Anti-vaccine activists say vaccine injuries are vastly underreported.
Parents who oppose vaccines for children say the risk of death or permanent disability from a childhood illness in the United States is smaller than the risk of injury from the growing list of required vaccines. They are concerned about additives such as thimerosal, formaldehyde and aluminum salts, and about the use of bovine products in vaccines.
Parental pushback against childhood vaccines increased dramatically during the 1990s when case reports suggested a connection between autism and the measles-mumps-rubella vaccine.
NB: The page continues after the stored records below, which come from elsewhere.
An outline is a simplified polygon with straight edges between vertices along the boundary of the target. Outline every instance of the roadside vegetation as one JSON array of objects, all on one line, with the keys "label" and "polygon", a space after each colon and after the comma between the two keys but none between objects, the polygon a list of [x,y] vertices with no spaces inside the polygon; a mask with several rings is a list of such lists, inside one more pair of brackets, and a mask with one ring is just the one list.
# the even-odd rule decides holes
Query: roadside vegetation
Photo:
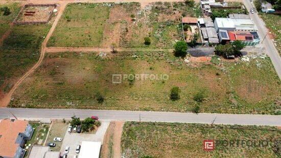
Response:
[{"label": "roadside vegetation", "polygon": [[[217,57],[212,59],[214,63],[194,66],[172,52],[119,52],[105,57],[101,54],[47,54],[15,91],[9,106],[280,113],[280,82],[266,56],[236,62]],[[158,78],[166,74],[169,78],[127,78],[112,83],[112,74],[157,74]],[[173,87],[178,91],[171,89]]]},{"label": "roadside vegetation", "polygon": [[279,54],[281,55],[281,15],[273,14],[260,14],[271,32],[271,38],[274,39],[274,43]]},{"label": "roadside vegetation", "polygon": [[[126,157],[279,157],[277,127],[200,124],[125,123],[122,138],[122,155]],[[203,150],[203,141],[267,141],[266,147],[215,143],[215,149]],[[165,152],[163,152],[165,151]]]},{"label": "roadside vegetation", "polygon": [[71,4],[48,47],[172,48],[182,39],[181,16],[200,15],[184,2]]}]

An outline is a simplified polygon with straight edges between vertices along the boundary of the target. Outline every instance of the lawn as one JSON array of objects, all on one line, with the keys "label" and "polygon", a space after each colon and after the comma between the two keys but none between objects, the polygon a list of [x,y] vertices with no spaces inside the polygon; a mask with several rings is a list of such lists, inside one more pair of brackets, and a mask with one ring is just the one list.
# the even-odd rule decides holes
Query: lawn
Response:
[{"label": "lawn", "polygon": [[[274,127],[130,122],[123,128],[122,155],[126,157],[279,157],[280,134],[281,130]],[[214,150],[203,150],[206,140],[215,141]],[[236,144],[224,146],[217,143],[220,140]],[[268,145],[242,147],[238,142],[242,140],[256,143],[267,141]]]},{"label": "lawn", "polygon": [[[194,67],[166,52],[100,55],[46,55],[16,91],[9,106],[185,112],[198,105],[201,112],[280,112],[280,82],[267,57]],[[112,74],[156,74],[158,78],[113,84]],[[165,74],[169,78],[161,79]],[[180,99],[173,101],[170,91],[175,86],[181,90]],[[105,98],[102,103],[98,93]],[[203,95],[202,102],[194,99],[198,93]]]},{"label": "lawn", "polygon": [[54,138],[55,137],[59,137],[62,138],[64,138],[64,135],[67,129],[68,123],[63,123],[61,121],[53,121],[53,125],[50,130],[50,133],[48,136],[47,141],[46,141],[46,145],[49,143],[54,143],[56,144],[56,146],[52,147],[52,151],[59,151],[62,142],[54,142]]},{"label": "lawn", "polygon": [[276,48],[281,55],[281,15],[272,14],[261,13],[260,15],[269,29],[273,35],[272,38],[275,39],[274,43]]},{"label": "lawn", "polygon": [[0,8],[4,7],[7,7],[10,9],[11,13],[8,15],[4,15],[3,12],[0,13],[0,38],[9,29],[9,24],[16,17],[21,8],[20,4],[16,3],[0,5]]},{"label": "lawn", "polygon": [[[71,4],[67,5],[48,47],[172,48],[182,39],[181,15],[199,16],[199,6],[158,2]],[[151,43],[144,44],[149,37]]]},{"label": "lawn", "polygon": [[37,62],[49,28],[49,25],[12,27],[0,48],[0,92],[9,92],[17,78]]}]

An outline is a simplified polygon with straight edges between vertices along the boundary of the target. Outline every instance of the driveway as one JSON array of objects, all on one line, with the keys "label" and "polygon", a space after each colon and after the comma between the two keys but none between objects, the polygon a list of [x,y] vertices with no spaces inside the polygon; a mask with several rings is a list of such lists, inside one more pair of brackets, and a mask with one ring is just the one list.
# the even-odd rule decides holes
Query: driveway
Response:
[{"label": "driveway", "polygon": [[79,155],[79,153],[75,152],[75,150],[77,145],[81,145],[82,141],[101,142],[102,145],[104,135],[109,125],[109,122],[102,121],[101,126],[99,127],[95,134],[78,133],[76,132],[69,133],[66,130],[60,148],[61,154],[63,155],[65,147],[69,146],[69,151],[67,154],[67,157],[71,158],[75,155]]}]

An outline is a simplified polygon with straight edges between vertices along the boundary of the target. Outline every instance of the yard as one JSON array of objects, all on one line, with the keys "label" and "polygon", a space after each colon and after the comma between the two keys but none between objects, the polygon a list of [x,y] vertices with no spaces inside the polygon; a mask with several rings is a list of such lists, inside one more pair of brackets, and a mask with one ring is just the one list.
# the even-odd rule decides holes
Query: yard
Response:
[{"label": "yard", "polygon": [[[184,3],[158,2],[145,8],[137,3],[71,4],[48,46],[172,48],[182,38],[181,16],[200,14],[199,6]],[[146,37],[151,39],[149,46],[144,44]]]},{"label": "yard", "polygon": [[[219,60],[194,66],[166,52],[47,54],[15,91],[10,107],[266,114],[280,112],[280,82],[269,58]],[[156,74],[158,79],[125,79],[112,74]],[[161,79],[161,75],[169,78]],[[169,98],[173,86],[180,99]],[[104,101],[99,103],[98,94]],[[198,94],[203,96],[196,101]]]},{"label": "yard", "polygon": [[[275,127],[130,122],[123,128],[122,155],[126,157],[279,157],[280,134],[280,129]],[[214,150],[203,150],[206,140],[215,140]],[[218,140],[257,143],[267,141],[268,145],[242,146],[236,143],[234,146],[224,146],[216,143]]]},{"label": "yard", "polygon": [[53,121],[53,125],[50,129],[50,133],[46,141],[46,145],[49,143],[55,143],[56,146],[52,147],[52,149],[53,151],[59,151],[62,144],[62,142],[54,142],[54,138],[55,137],[61,138],[63,141],[67,127],[67,123],[63,123],[62,121]]},{"label": "yard", "polygon": [[271,33],[270,37],[274,39],[276,48],[281,55],[281,15],[265,13],[260,15]]},{"label": "yard", "polygon": [[38,60],[49,25],[14,26],[0,48],[0,96]]}]

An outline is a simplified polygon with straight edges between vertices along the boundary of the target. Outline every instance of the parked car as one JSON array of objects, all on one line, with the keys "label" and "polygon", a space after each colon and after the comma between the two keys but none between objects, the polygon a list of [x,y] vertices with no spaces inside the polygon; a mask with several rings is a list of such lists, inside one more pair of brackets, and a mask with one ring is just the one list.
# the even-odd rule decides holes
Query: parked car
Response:
[{"label": "parked car", "polygon": [[71,133],[72,130],[72,126],[69,126],[68,127],[68,128],[67,128],[67,131],[68,132],[68,133]]},{"label": "parked car", "polygon": [[77,126],[77,133],[81,133],[81,128],[82,128],[81,125],[79,125],[78,126]]},{"label": "parked car", "polygon": [[50,146],[50,147],[54,147],[56,146],[56,144],[53,143],[49,143],[47,145]]},{"label": "parked car", "polygon": [[79,152],[80,152],[81,147],[81,145],[77,145],[77,146],[76,147],[76,150],[75,150],[75,152],[79,153]]},{"label": "parked car", "polygon": [[91,119],[92,119],[93,120],[99,120],[99,117],[96,116],[92,116],[91,117]]},{"label": "parked car", "polygon": [[65,147],[65,150],[64,151],[64,152],[65,153],[68,153],[69,152],[69,147],[67,146]]},{"label": "parked car", "polygon": [[61,142],[62,141],[62,138],[59,137],[55,137],[54,138],[54,141],[55,142]]},{"label": "parked car", "polygon": [[73,128],[73,132],[76,132],[77,130],[77,126],[75,126],[74,128]]}]

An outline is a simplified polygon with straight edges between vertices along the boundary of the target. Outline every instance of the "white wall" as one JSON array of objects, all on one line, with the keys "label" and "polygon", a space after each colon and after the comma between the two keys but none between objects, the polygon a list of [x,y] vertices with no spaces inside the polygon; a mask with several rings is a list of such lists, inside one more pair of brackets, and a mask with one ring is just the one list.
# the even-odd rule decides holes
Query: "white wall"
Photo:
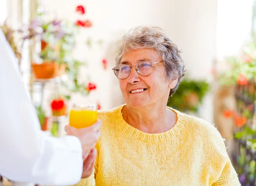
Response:
[{"label": "white wall", "polygon": [[[129,29],[142,25],[162,27],[182,50],[188,73],[192,78],[207,78],[209,75],[215,52],[217,1],[215,0],[44,0],[42,4],[46,11],[59,17],[72,17],[76,6],[84,5],[85,18],[90,19],[93,27],[81,34],[76,56],[90,64],[91,77],[99,89],[86,100],[99,100],[104,109],[122,103],[117,80],[110,68],[101,69],[101,60],[107,57],[111,66],[114,66],[116,43]],[[91,49],[81,46],[88,36],[93,39],[103,38],[102,48],[95,45]],[[98,70],[97,70],[98,69]],[[85,72],[84,72],[85,73]],[[201,116],[212,122],[212,103],[211,95],[204,104]],[[76,99],[81,99],[79,96]]]},{"label": "white wall", "polygon": [[0,24],[2,24],[5,21],[7,16],[7,0],[0,1]]}]

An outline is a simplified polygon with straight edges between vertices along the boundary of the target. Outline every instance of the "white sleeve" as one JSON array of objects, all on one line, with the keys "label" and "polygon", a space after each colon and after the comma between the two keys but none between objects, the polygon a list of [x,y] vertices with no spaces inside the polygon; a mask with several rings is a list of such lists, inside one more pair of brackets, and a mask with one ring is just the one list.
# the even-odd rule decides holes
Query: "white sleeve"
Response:
[{"label": "white sleeve", "polygon": [[47,136],[27,94],[14,53],[0,29],[0,175],[13,181],[78,183],[82,151],[74,136]]}]

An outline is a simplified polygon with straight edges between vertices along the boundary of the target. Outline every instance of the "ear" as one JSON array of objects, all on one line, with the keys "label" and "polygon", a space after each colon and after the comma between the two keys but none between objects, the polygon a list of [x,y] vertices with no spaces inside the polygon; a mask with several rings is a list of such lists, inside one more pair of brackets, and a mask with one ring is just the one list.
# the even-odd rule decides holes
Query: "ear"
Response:
[{"label": "ear", "polygon": [[169,88],[171,89],[173,89],[177,84],[178,82],[178,78],[175,79],[173,80],[170,81],[169,82]]}]

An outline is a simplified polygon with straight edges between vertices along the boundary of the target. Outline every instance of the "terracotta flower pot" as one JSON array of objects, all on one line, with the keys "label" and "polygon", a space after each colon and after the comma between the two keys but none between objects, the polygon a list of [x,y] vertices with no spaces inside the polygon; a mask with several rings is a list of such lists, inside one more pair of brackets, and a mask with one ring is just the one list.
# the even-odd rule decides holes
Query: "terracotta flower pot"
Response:
[{"label": "terracotta flower pot", "polygon": [[45,61],[41,64],[32,65],[35,76],[37,79],[48,79],[61,76],[65,73],[66,66],[61,64],[60,67],[55,62]]},{"label": "terracotta flower pot", "polygon": [[41,125],[41,129],[43,131],[46,131],[48,130],[48,123],[49,118],[46,117],[44,118],[44,123]]}]

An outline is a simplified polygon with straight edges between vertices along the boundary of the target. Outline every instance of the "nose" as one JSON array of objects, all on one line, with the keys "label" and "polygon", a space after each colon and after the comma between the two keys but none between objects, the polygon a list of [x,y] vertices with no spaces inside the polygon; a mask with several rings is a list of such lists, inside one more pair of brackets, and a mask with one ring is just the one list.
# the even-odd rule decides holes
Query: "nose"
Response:
[{"label": "nose", "polygon": [[138,74],[138,69],[136,69],[135,66],[133,66],[131,69],[131,74],[127,78],[127,80],[130,83],[134,83],[140,80],[140,75]]}]

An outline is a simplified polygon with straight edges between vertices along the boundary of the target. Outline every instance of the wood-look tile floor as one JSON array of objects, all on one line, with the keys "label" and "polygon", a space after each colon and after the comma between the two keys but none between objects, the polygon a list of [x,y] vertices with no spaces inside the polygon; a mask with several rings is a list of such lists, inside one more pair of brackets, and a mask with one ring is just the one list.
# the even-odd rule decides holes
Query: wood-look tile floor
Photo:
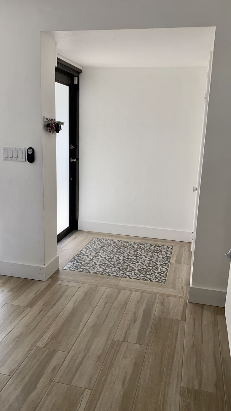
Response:
[{"label": "wood-look tile floor", "polygon": [[[165,284],[62,269],[93,237],[172,246]],[[188,302],[187,243],[78,231],[46,282],[0,276],[1,411],[229,411],[224,309]]]}]

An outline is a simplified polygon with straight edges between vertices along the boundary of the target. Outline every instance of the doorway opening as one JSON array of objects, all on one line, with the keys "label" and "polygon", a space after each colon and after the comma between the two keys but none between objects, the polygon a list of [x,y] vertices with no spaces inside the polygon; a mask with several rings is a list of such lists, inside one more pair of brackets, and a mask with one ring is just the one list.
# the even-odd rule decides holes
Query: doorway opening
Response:
[{"label": "doorway opening", "polygon": [[57,241],[78,229],[79,75],[82,70],[57,59],[55,110],[64,125],[56,138]]}]

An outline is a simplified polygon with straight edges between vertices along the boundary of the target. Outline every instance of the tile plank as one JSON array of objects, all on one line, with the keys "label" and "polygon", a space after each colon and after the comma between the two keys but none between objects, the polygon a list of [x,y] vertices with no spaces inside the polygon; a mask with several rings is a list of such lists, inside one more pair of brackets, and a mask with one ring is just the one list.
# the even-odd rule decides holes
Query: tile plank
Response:
[{"label": "tile plank", "polygon": [[155,317],[133,411],[179,409],[184,321]]},{"label": "tile plank", "polygon": [[85,411],[131,411],[145,351],[144,346],[113,341]]},{"label": "tile plank", "polygon": [[6,302],[12,298],[13,293],[9,291],[2,291],[0,290],[0,307],[2,307]]},{"label": "tile plank", "polygon": [[226,407],[231,410],[231,358],[225,317],[218,315],[217,321]]},{"label": "tile plank", "polygon": [[157,295],[133,291],[116,332],[115,339],[146,345],[158,298]]},{"label": "tile plank", "polygon": [[71,238],[62,249],[73,250],[77,254],[89,242],[92,237],[93,236],[88,233],[82,231],[80,235],[75,235],[74,238]]},{"label": "tile plank", "polygon": [[191,265],[192,252],[191,251],[191,243],[175,245],[172,249],[170,261],[176,264],[185,264]]},{"label": "tile plank", "polygon": [[224,395],[216,307],[189,302],[182,385]]},{"label": "tile plank", "polygon": [[123,290],[130,290],[140,293],[149,293],[150,294],[162,294],[172,297],[184,298],[184,296],[166,284],[144,281],[142,280],[133,280],[130,278],[121,278],[117,288]]},{"label": "tile plank", "polygon": [[106,289],[55,381],[93,388],[130,294],[124,290]]},{"label": "tile plank", "polygon": [[82,285],[81,283],[74,283],[71,281],[59,281],[58,284],[62,285],[69,285],[70,287],[77,287],[78,288]]},{"label": "tile plank", "polygon": [[180,411],[225,411],[224,397],[219,394],[182,387]]},{"label": "tile plank", "polygon": [[76,252],[73,250],[67,250],[65,248],[59,250],[58,252],[59,256],[59,268],[63,268],[76,254]]},{"label": "tile plank", "polygon": [[83,284],[37,345],[69,352],[105,290]]},{"label": "tile plank", "polygon": [[9,302],[9,304],[32,308],[54,285],[52,280],[46,281],[35,281],[27,289],[17,293]]},{"label": "tile plank", "polygon": [[0,391],[2,390],[11,378],[10,375],[4,375],[3,374],[0,374]]},{"label": "tile plank", "polygon": [[83,411],[89,390],[52,383],[36,411]]},{"label": "tile plank", "polygon": [[0,341],[30,310],[27,307],[5,304],[0,309]]},{"label": "tile plank", "polygon": [[51,278],[61,281],[90,284],[112,288],[116,288],[121,280],[120,277],[103,275],[102,274],[91,274],[80,271],[71,271],[69,270],[57,270],[52,275]]},{"label": "tile plank", "polygon": [[[180,245],[181,244],[187,245],[188,243],[183,241],[176,241],[174,240],[161,240],[160,238],[149,238],[143,237],[141,238],[141,242],[149,244],[158,244],[160,245]],[[191,243],[190,243],[191,244]]]},{"label": "tile plank", "polygon": [[0,342],[0,373],[15,372],[76,291],[55,284],[32,308]]},{"label": "tile plank", "polygon": [[0,277],[0,290],[21,293],[26,290],[36,281],[19,277],[1,275]]},{"label": "tile plank", "polygon": [[175,319],[185,321],[187,300],[174,297],[160,296],[156,312],[159,317]]},{"label": "tile plank", "polygon": [[170,263],[165,285],[176,290],[177,293],[188,298],[190,269],[190,266]]},{"label": "tile plank", "polygon": [[35,411],[66,355],[35,347],[0,393],[2,411]]}]

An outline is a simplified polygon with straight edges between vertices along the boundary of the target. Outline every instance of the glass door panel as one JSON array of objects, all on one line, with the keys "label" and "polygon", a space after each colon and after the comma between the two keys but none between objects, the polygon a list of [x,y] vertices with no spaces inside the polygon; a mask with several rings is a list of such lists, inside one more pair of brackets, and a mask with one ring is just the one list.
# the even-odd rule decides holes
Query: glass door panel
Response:
[{"label": "glass door panel", "polygon": [[64,121],[56,135],[57,234],[69,225],[69,87],[55,82],[56,118]]}]

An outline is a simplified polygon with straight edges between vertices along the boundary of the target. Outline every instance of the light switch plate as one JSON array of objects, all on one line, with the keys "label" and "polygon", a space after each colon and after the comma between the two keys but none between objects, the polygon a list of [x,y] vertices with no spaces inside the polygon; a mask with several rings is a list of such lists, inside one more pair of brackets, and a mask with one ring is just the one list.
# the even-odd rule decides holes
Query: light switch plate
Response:
[{"label": "light switch plate", "polygon": [[25,147],[2,147],[4,161],[25,161]]}]

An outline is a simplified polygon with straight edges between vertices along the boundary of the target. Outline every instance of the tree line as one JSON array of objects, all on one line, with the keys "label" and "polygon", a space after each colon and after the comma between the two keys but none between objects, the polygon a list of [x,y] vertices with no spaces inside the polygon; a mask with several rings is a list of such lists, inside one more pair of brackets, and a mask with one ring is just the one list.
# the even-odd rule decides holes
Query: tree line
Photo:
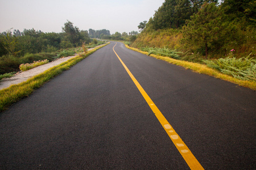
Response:
[{"label": "tree line", "polygon": [[96,31],[92,28],[89,29],[89,36],[90,38],[104,40],[125,40],[128,41],[131,40],[133,41],[136,39],[136,36],[138,34],[138,31],[133,31],[129,33],[123,32],[122,33],[116,32],[115,33],[111,35],[109,30],[105,29]]},{"label": "tree line", "polygon": [[138,27],[142,31],[139,39],[152,32],[178,32],[183,48],[207,58],[226,54],[230,48],[255,53],[255,26],[254,1],[224,0],[220,4],[217,0],[166,0]]},{"label": "tree line", "polygon": [[12,32],[10,29],[0,33],[0,57],[12,55],[19,57],[27,53],[52,52],[81,46],[91,41],[87,31],[80,30],[69,20],[64,23],[61,33],[44,33],[34,28]]}]

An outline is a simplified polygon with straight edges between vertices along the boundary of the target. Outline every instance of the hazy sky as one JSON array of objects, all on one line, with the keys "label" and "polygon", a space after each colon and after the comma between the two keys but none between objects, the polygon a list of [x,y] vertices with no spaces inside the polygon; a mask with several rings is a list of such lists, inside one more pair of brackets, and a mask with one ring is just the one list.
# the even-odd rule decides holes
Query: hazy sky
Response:
[{"label": "hazy sky", "polygon": [[164,0],[0,0],[0,32],[24,28],[61,32],[68,20],[80,30],[138,31]]}]

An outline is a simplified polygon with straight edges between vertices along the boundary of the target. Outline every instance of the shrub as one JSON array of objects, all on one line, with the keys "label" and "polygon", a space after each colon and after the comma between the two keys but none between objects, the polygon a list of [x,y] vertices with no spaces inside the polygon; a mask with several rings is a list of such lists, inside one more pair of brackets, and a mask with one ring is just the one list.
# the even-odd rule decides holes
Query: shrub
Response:
[{"label": "shrub", "polygon": [[256,81],[256,60],[246,57],[226,57],[214,61],[204,60],[209,67],[239,79]]},{"label": "shrub", "polygon": [[2,80],[4,78],[10,78],[14,75],[16,72],[11,72],[9,73],[6,73],[4,74],[0,74],[0,80]]},{"label": "shrub", "polygon": [[19,69],[22,71],[26,71],[30,69],[33,69],[35,67],[47,63],[49,62],[49,60],[46,59],[43,61],[34,61],[32,63],[26,63],[26,64],[21,64],[19,66]]},{"label": "shrub", "polygon": [[75,51],[72,49],[64,50],[58,54],[57,57],[72,56],[75,55]]},{"label": "shrub", "polygon": [[181,52],[176,52],[176,50],[171,50],[166,47],[164,48],[145,47],[142,48],[141,50],[148,52],[148,56],[153,54],[157,56],[169,57],[175,59],[180,59],[180,57],[178,54],[182,53]]}]

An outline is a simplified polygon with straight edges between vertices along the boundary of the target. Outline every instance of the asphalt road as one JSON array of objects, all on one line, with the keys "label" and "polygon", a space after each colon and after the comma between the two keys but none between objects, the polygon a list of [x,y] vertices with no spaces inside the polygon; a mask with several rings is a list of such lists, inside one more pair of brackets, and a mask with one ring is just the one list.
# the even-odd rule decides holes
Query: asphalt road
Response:
[{"label": "asphalt road", "polygon": [[[1,169],[189,169],[115,44],[0,113]],[[203,167],[256,169],[255,91],[114,50]]]}]

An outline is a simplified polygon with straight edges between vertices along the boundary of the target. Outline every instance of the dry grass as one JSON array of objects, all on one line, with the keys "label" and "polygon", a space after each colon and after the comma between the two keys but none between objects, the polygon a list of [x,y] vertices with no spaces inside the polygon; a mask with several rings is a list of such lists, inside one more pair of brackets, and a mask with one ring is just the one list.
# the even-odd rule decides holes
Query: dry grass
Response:
[{"label": "dry grass", "polygon": [[43,73],[37,75],[26,82],[12,85],[9,87],[0,90],[0,112],[7,108],[13,103],[18,101],[21,99],[28,96],[34,90],[39,88],[51,78],[61,74],[63,71],[68,70],[71,67],[92,54],[100,48],[109,44],[108,43],[101,46],[90,50],[87,53],[72,58],[57,66],[53,67]]},{"label": "dry grass", "polygon": [[[126,48],[133,50],[135,52],[139,52],[146,55],[148,54],[147,52],[141,51],[138,49],[130,47],[127,45],[125,45],[125,46],[126,46]],[[162,57],[154,54],[150,54],[150,56],[159,60],[166,61],[171,63],[181,66],[186,69],[191,69],[195,72],[200,74],[207,74],[210,76],[214,76],[216,78],[221,79],[224,80],[235,83],[241,86],[245,87],[253,90],[256,90],[256,83],[255,82],[238,79],[233,76],[221,73],[221,72],[215,69],[209,68],[205,65],[185,61],[177,60],[168,57]]]}]

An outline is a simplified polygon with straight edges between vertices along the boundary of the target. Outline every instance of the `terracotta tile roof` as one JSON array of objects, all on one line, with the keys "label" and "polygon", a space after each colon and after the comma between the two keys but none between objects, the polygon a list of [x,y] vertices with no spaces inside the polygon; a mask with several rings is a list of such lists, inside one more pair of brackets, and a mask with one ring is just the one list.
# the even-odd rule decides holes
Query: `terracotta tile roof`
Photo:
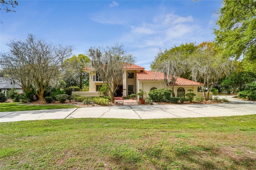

In 1998, British Medical Journal The Lancet published a study by Dr. Andrew Wakefield suggesting that the triple-vaccine was connected to autism-spectrum disorders.
The Lancet fully retracted the study years later, after the British General Medical Council found Wakefield had been dishonest and unethical in his research. Many studies have been done since that failed to find a connection between vaccines and autism.
While acknowledging some problems throughout U.S. vaccine history, the government maintains that vaccines are safe and continue to improve. According to the Centers for Disease Control and Prevention, the risk of severe allergic reaction from the MMR, hepatitis B, diphtheria, tetanus and pertussis vaccines is 1 or less than 1 out of a million doses. The mainstream medical community overwhelmingly supports childhood vaccines as a way to reduce the risk to the public from avoidable disease.